Coarse-Grained Langevin Equation for Protein Dynamics: Global Anisotropy and a Mode Approach to Local Complexity.

Abstract

We utilize a multiscale approach where molecular dynamic simulations are performed to obtain quantitative structural averages used as input to a coarse-grained Langevin equation for protein dynamics, which can be solved analytically. The approach describes proteins as fundamentally semiflexible objects collapsed into the free energy well representing the folded state. The normal-mode analytical solution to this Langevin equation naturally separates into global modes describing the fully anisotropic tumbling of the macromolecule as a whole and internal modes which describe local fluctuations about the folded structure. Complexity in the configurational free-energy landscape of the macromolecule leads to a renormalization of the internal modes, while the global modes provide a basis set in which the dipolar orientation and global anisotropy can be accounted for when comparing to experiments.
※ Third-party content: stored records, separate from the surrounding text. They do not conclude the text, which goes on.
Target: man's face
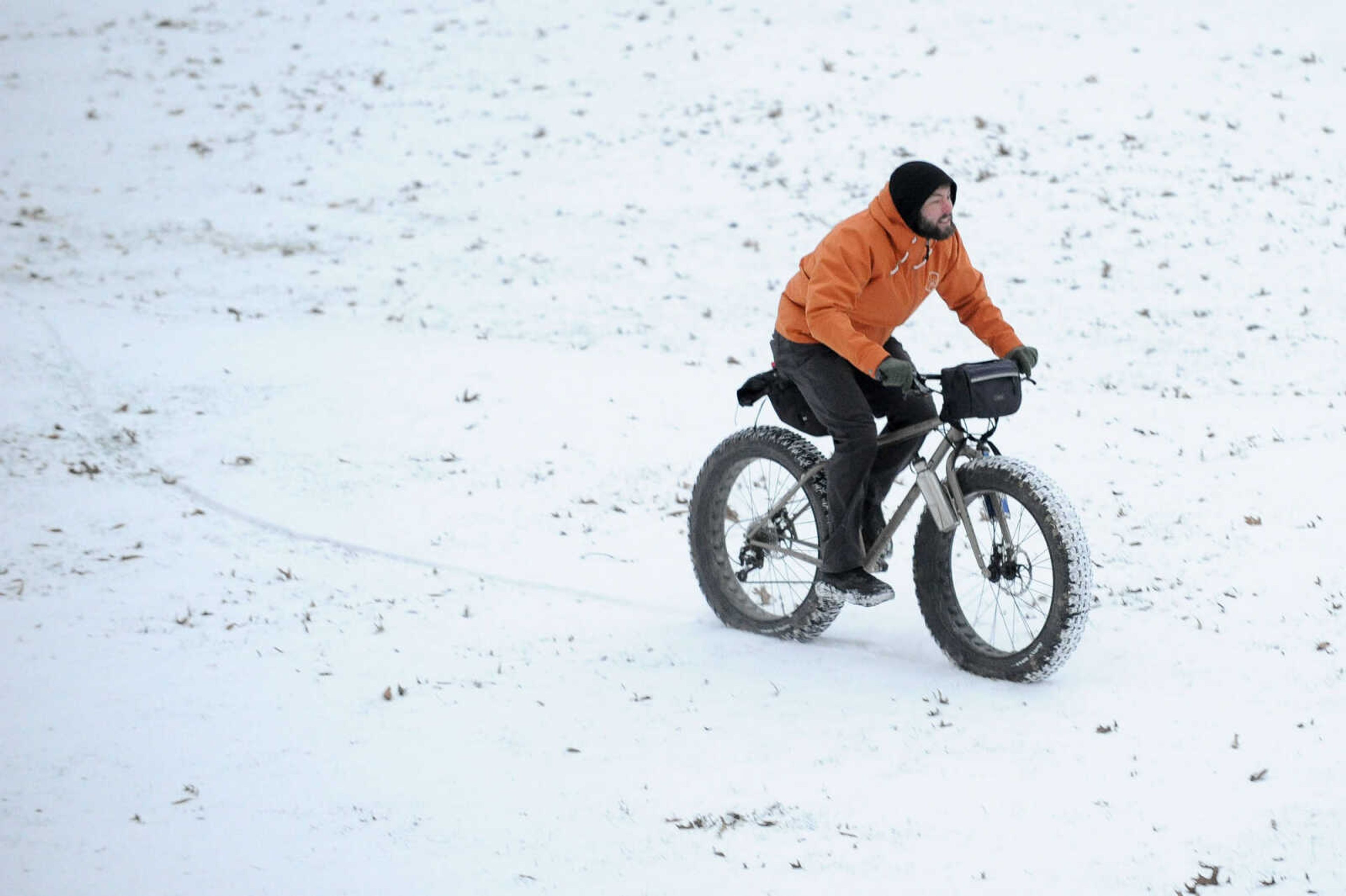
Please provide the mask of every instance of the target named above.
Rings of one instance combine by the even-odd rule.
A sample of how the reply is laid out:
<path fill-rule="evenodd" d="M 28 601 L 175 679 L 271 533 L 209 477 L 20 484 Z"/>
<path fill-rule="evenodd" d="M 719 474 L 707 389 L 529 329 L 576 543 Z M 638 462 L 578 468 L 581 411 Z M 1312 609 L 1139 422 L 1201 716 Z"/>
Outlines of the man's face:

This simple approach predicts the dynamics of both global rotational diffusion and internal motion from the picosecond to the nanosecond regime and is quantitative when compared to time correlation functions calculated from molecular dynamic simulations and in good agreement with nuclear magnetic resonance relaxation experiments. Fundamental to this approach is the inclusion of internal dissipation, which is absent in any rigid-body hydrodynamical modeling scheme.